Earlier this year I started checking trail cameras set up in the Point Reyes National Seashore for a nonprofit that monitors mountain lion activity. Every month, I hike to each camera with a backpack full of rechargeable batteries, SD cards, and my clipboard. Once I arrive, I unlock the camera from its case, carefully remove any slugs that have made a home there, then swap out the batteries and SD card. It takes me about three hours to hit up all four cameras. When I’m finished, I drive back home and insert the SD cards into my computer to see how many photos of mountain lions we captured.
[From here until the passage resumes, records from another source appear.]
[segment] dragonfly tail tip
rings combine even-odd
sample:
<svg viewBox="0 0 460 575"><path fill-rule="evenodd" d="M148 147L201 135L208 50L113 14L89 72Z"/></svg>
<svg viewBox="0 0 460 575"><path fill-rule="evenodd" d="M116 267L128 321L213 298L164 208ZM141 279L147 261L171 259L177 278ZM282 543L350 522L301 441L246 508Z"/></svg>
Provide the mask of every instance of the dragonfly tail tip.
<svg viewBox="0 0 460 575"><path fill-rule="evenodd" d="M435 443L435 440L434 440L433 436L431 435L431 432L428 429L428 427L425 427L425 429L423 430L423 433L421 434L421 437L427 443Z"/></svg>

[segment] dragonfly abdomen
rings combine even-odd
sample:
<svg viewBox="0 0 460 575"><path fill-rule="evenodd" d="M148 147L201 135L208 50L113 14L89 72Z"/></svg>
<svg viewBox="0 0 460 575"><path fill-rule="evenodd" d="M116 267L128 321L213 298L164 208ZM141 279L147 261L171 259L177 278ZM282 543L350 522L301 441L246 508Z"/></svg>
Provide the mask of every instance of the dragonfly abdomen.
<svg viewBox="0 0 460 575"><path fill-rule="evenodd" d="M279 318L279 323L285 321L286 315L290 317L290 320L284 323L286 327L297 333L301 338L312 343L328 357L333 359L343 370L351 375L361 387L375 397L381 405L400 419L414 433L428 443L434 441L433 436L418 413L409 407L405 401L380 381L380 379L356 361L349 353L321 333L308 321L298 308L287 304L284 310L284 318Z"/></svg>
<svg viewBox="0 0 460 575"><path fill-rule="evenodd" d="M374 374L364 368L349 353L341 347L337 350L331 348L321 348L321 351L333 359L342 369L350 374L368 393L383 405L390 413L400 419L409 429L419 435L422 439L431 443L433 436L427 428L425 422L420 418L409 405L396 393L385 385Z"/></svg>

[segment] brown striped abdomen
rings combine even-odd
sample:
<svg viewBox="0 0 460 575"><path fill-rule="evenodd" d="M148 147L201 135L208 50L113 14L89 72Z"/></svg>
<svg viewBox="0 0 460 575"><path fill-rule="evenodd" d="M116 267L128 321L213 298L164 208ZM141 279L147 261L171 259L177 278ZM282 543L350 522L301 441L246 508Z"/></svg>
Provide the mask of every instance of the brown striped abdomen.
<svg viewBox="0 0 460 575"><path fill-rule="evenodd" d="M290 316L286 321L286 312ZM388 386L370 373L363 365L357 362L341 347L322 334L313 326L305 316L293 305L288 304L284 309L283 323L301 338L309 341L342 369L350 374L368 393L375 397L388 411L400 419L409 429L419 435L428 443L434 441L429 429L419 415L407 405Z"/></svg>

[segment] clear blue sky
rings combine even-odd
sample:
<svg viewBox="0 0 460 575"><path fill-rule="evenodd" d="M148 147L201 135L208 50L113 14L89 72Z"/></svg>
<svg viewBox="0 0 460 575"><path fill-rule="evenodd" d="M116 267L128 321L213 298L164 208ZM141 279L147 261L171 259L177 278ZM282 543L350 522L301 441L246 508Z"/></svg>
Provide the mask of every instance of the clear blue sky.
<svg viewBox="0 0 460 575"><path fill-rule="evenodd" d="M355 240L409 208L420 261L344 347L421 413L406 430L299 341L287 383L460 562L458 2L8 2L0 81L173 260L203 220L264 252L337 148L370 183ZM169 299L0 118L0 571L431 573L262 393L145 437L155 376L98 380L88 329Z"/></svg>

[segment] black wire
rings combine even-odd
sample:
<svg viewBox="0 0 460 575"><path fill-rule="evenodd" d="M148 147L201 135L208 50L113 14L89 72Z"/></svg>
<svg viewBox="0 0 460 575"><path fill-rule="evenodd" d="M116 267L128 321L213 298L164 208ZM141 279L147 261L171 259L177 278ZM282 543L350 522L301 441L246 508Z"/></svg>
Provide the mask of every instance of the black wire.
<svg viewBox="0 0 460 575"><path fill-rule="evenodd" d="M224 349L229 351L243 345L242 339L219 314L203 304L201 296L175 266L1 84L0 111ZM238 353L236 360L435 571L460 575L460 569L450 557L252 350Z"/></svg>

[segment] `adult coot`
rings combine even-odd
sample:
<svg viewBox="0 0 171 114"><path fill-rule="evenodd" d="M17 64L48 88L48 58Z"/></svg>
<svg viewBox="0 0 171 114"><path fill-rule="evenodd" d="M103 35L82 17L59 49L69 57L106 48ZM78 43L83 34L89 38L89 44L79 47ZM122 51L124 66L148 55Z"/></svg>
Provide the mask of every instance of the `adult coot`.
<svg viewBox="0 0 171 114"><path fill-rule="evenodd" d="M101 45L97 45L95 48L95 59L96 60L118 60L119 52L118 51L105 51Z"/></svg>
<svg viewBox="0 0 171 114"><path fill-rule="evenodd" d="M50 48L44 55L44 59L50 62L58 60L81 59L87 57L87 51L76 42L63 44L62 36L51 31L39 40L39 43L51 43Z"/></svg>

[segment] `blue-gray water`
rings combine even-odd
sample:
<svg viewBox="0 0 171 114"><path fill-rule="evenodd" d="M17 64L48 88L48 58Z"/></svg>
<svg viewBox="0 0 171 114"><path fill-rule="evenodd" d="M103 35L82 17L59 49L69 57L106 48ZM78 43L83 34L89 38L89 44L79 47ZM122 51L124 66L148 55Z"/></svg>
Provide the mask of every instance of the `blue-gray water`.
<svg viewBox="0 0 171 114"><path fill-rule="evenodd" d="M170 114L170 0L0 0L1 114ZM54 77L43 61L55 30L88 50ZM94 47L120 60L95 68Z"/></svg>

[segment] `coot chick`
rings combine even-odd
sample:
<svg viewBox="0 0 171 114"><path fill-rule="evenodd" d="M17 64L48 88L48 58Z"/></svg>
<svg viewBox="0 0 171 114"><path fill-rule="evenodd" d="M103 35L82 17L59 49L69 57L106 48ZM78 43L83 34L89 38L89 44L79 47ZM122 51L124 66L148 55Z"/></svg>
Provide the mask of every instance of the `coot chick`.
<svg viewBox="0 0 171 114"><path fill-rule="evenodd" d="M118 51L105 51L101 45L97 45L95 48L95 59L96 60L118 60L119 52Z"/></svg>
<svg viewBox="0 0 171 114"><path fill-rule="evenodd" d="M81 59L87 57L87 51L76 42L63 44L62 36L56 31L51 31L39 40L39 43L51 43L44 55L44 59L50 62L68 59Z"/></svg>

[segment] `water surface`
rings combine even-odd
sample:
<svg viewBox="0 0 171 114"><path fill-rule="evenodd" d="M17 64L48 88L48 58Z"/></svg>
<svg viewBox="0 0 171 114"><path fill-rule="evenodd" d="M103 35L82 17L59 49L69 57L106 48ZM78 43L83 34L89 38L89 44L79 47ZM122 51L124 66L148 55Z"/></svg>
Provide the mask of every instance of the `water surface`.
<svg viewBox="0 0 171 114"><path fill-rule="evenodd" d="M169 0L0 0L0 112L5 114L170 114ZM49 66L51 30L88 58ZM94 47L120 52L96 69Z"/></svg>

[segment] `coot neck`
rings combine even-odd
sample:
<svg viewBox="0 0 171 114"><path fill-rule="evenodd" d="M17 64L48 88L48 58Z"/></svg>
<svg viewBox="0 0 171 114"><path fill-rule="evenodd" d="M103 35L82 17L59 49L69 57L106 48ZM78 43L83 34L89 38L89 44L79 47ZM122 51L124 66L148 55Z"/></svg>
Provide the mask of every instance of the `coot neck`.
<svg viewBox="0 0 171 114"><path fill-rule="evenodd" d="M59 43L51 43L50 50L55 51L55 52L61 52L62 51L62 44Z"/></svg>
I started checking the cams because I wanted visual proof that I share the land with mountain lions. On my first day as a volunteer, I checked the organization’s “best of” folder, filled with images and videos of cougars in the region. A camera set up along a trail I run regularly captured a photo of a mountain lion crossing in the night earlier this year. The cat is there for an instant, then disappears. There’s a sense of awe in seeing the photo of the elusive predator on the same path I run, as well as a sense of safety knowing that I’m now in possession of data that underscores what I’ve always been told: that cougars are mostly active at night and want nothing to do with humans.
Of the four that I check, I always start with the camera that caught the image of the mountain lion crossing my running trail. Scanning through this month’s photos, I see quail and deer, coyotes and foxes, even a bobcat with a rabbit in its mouth. There’s hundreds of photos of empty trail, too. I look closely at these, even though I know they’re false triggers, dancing shadows of overgrown vegetation. I want to make sure a lion isn’t hiding. Further along in the queue, a hiker approaches. At first, she seems not to notice the camera, but then she re-appears from the other direction, leans in for a close-up, and sticks her tongue out at me! Unlike other animals, humans not only notice the camera, they’re also aware that someone’s on the other end. In the thousand-ish photos stored on this SD card, several hikers smile and wave at the camera, one man plays the harmonica, a kid shows off his pack of Oreos, a teen pulls out his iPhone and takes a close-up photo of the trail cam as if to say: I’m watching you too.
Publishing a book or a story or an essay—anything you’ve worked on for a while—can sometimes feel like being caught on a trail cam. You were on your contemplative walk in the woods and then—attention! That’s not a perfect comparison. In the end, I always want people to read my work. It’s just that sometimes in order to get the work done I have to believe I’m alone for a little while. I convince myself that no one else is on the trail: no other hikers, no cameras, no mountain lions. But of course someone is always there: a deer camouflaged in the woods, a sunbathing snake awakened by the stomp of my feet, a coyote at the edge of the trail.
I guess this is my long way of saying: Hello, Substack subscribers. It’s been a while. Thanks for sticking around.
Today Esquire published my essay on the Dark Sky movement here in Point Reyes, a local effort to protect the night sky. Living out here, about an hour north of San Francisco, I think a lot about the ways that technology and the natural world come together. So when I heard about the Dark Sky movement I had a vision of local folks hiking out to gaze up at the stars only to see Elon’s Starlink satellites dancing across their supposedly protected sky. I wanted to find out: what does it mean to protect the night sky when anyone, anywhere can alter it?
In my search for an answer to this question, I spoke with local leaders and stargazers and science writers. It’s the first time I’ve done reporting for a piece, and I’m glad I did, because our conversations expanded the scope of the essay. What began as a story about the tension between technology and the natural world evolved into an exploration of what it means to come together as a community.
Out of about 5,000 images, the four trail cams yielded no mountain lions. Maybe I’ll see one next month, or maybe not. What matters more to me is the possibility of a sighting, the knowledge that these woods, like our air and water and stars, are shared.